Frieda Wunderlich, Professor in Exile

Graphic by Angelie Zaslavsky
Forward Association
Welcome to Throwback Thursday, a weekly photo feature in which we sift 116 years of Forward history to find snapshots of women’s lives.
Born in upscale Jewish Charlottenberg, Berlin, Frieda Wunderlich was a member of Germany’s Democratic Party and Berlin’s city council. A trained economist, Wunderlich received her doctorate from the University of Freiburg, published about social reform, worked as a judge and taught sociology and politics. She was an activist for women’s and mother’s rights, and in 1924 published on the topic of maternity leave and protection in employment for women generally.

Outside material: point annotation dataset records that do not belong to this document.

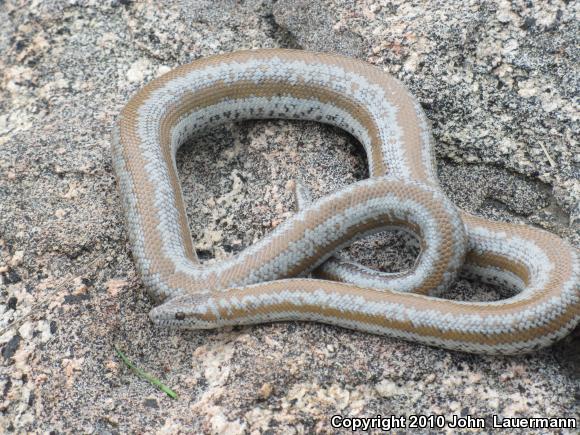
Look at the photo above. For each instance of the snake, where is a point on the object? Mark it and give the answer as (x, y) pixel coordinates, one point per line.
(294, 272)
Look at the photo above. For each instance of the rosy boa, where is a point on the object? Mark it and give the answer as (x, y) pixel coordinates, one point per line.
(269, 281)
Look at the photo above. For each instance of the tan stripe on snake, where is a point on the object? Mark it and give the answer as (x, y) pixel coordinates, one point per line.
(269, 280)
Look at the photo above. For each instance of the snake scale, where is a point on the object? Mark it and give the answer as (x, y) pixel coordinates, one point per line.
(270, 280)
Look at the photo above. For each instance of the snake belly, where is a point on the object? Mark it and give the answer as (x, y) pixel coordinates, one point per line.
(268, 281)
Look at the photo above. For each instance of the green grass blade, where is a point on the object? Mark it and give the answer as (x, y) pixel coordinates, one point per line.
(149, 378)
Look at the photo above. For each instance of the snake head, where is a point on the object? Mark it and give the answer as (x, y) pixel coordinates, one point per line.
(190, 311)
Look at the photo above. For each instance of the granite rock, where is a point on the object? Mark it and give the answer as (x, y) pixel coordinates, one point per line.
(496, 80)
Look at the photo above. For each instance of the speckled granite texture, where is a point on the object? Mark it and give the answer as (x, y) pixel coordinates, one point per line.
(496, 78)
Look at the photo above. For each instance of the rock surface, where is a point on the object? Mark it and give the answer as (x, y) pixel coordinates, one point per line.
(496, 80)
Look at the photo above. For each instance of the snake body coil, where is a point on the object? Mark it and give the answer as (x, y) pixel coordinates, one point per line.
(266, 282)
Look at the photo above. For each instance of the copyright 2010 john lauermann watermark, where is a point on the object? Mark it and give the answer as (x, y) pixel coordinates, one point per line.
(391, 422)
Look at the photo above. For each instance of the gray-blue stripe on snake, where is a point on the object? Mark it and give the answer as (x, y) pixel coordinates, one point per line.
(254, 286)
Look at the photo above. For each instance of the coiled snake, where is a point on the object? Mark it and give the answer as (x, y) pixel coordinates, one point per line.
(269, 280)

With the rise of the Nazi party in 1933, Wunderlich was “retired” from her positions. Among the many German academics to exile themselves from the country, she encountered a first obstacle when her plans to immigrate to the United Kingdom fell through. Fortunately, New York City’s New School for Social Research offered her a position and she taught in the graduate school of social and political sciences until 1954. Wunderlich was the only woman among the founding 11 members of the “university in exile” at the New School. In 1939 she was appointed the group’s first female Dean of Faculty. She is noted to have recognized that in the United States, women’s lives were not necessarily considered incomplete without marriage, as she observed they were in her native Germany. In the U.S., their lives were an end in themselves.